TUMBY BAY - I’m back in my quiet little corner of South Australia after spending a couple of weeks meandering through the hustle and bustle of Queensland’s south-east coast.
There was a burst of unseasonal hot weather up there, so stepping off the plane in Adelaide on the way home was a bit like jumping into a freezer. But I think I’ll survive.
In Queensland I attended the successful Papua New Guinean women writer’s event at Coolum Beach and learned a lot about the travails of being a woman in PNG, especially those women who produce ground-breaking anthologies of women’s writing. (Some of those women are on stage with me in the accompanying photograph.)
To say that the anthology My Walk to Equality has been both a great success and a tremendous burden for the women involved is an understatement.
I can confidently and sadly assure people that crude, rude, nasty and jealous men (and some women) are in no danger of being in short supply in Papua New Guinea.
Learning the details of that sorry fact was a bit of a downside during my perambulations.
Dropping in here and there to catch up with old friends who had worked in PNG and continue to have contact with the place was equally dispiriting.
Among these people I detected a level of despondency about the situation in PNG that I haven’t encountered before.
There has always been a jocular view that Papua New Guinea is, well, just Papua New Guinea, and things don’t work as well there as they do elsewhere.
At the same time it was expected that the Papua New Guinean people would somehow always muddle through.
I’m not sure this is the case anymore – people still believe in the muddle theory but the affectionate regard for PNG among Australians who are close to it seems to have been replaced by a feeling that things have tipped over the edge and plunged into a deep chasm.
The recent election, it appears, is the episode that broke the camel’s back.
So deeply has that event been seen to plumb the depths of corruption, mismanagement and criminality that all hope for even a muddling solution is believed to be lost.
PNG is seen as having been plunged into irretrievable debt by a group of inept and ravenous politicians to the extent that pulling it out of that quagmire seems an impossible task.
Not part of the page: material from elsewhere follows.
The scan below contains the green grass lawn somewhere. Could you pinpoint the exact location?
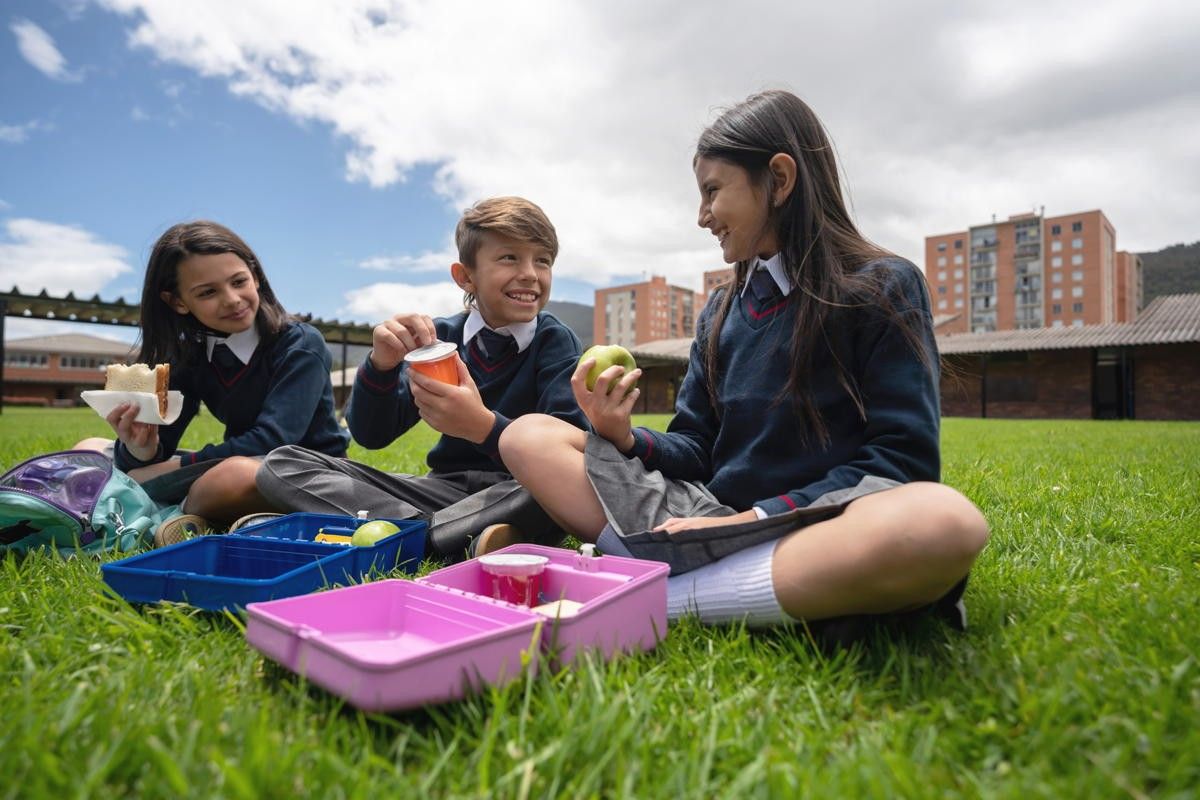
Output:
[0,409,1200,798]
My friends’ response when I mention Papua New Guinea is now confined to a sad shrug. “I’ve decided to forget about it and get on with more important things,” they say.
This profound sense of pessimism is worrying.
It seems it is only our deluded and conspiratorial politicians in Australia who exhibit any sense of optimism.
It’s hard to believe that they are still giving currency to the same old promises that Peter O’Neill is sprouting after years of never honouring them or having any intention to honour them.
If you believe my friends in Queensland, Papua New Guinea is stuffed.
The only hope of saving it will have to be something radical.
The sad thing is that everyone knows what needs to be done but no one is game to try.
So maybe it’s time for all those big-headed men to start listening to their women. Maybe it’s time to have a series of by elections and bring in those 22 women’s seats.
But, then again, given how Papua New Guinean men treat their successful women, who would wish such poisonous approbation on that fair sex.